The idea that people know what they want is as ubiquitous as it is beguiling. Who would willingly believe that their behaviour is decided on a whim? Yet the evidence emphatically demonstrates how people’s preferences, beliefs and actions are hopelessly malleable and, as a result, incoherent. In this article we detail one such finding, consider its implications and discuss some solutions.

A wealth of behavioural science has shown that seemingly irrelevant contextual details influence our decisions in a myriad of unnoticed ways. People can be nudged by changing the default options, re-framing decisions and increasing task complexity. In short, context is king. Or, to borrow from Peter Drucker, context eats preference for breakfast.

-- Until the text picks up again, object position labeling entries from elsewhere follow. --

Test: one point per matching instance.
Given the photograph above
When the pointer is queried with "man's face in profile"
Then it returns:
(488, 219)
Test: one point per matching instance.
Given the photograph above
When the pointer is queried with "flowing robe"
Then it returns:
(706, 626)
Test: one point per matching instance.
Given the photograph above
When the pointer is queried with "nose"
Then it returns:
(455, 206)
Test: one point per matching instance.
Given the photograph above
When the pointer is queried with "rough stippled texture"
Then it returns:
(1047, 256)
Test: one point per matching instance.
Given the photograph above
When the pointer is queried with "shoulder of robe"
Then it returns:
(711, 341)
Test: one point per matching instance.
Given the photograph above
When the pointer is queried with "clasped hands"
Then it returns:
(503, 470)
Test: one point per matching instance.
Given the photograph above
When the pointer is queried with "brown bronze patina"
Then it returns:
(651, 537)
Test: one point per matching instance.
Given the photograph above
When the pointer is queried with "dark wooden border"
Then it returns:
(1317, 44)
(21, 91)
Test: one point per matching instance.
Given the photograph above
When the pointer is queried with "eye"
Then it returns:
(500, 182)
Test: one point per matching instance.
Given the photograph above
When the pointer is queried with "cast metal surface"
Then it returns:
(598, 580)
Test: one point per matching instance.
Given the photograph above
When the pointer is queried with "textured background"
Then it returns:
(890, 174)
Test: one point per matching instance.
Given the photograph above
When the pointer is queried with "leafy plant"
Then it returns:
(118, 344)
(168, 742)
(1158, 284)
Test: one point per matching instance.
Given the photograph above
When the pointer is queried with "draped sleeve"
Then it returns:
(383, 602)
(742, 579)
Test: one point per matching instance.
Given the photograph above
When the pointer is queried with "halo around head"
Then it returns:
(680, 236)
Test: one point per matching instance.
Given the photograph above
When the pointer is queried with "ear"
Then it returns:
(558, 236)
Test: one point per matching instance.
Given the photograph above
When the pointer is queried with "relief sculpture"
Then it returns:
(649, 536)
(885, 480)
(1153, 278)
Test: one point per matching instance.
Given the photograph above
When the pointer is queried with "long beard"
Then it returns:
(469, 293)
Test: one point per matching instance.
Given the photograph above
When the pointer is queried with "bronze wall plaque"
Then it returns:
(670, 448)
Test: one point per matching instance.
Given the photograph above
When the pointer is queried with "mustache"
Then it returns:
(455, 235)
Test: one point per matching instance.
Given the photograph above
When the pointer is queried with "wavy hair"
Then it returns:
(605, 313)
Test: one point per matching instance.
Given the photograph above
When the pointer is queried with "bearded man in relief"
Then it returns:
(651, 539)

Figure 1: The Malleability of Credit Card Payments1

The chart shows a good example of these findings. People are given a credit card statement where the minimum payment is either harder or easier to find. Foregrounding that small number compared to the outstanding balance re-frames the payment choice. In this context, people make smaller payments. Conversely, when the minimum payment is recessed, their payments are 70% higher.

These types of findings are good news if you work in sales or marketing. They mean that in principle you can persuade anyone to do anything. All you need is to be armed with the right insights and then re-design the customer’s choice environment accordingly. Just as Bill Murray wins Andie MacDowell’s heart in Groundhog Day, given enough attempts, it is indeed possible to sell sand to the Saudis.

But the findings are more problematic if you are designing new products, pricing your services or trying to do pretty much anything else. Unless your research faithfully recreates the buyer’s decision context, it will inevitably fail to accurately forecast their behaviours. This means traditional methods like Qual, Quant, and Conjoint are all heavily distorted and thereby fatally flawed.

What’s the solution? A/B testing circumvents the problem because the context is real. But A/B testing has its own limitations. For example, you can only test what a firm is able, or willing, to put into market. Hence, the approach we’ve adopted in the past is to use an A/B test method, but within in a replica of the real-world decision environment using paid participants.

This is the best of both worlds. You get the rigour of a randomised controlled trial. Malleable participant behaviour is fomented under the same conditions as the real-world. You can evaluate all kinds of crazy ideas that the Exco would never let you A/B test – excepting, of course, that with enough time and patience, you can persuade anyone to do anything.

 

1. Stewart, N. (2009). The cost of anchoring on credit card minimum payments. Psychological Science, 20(1), 39-41.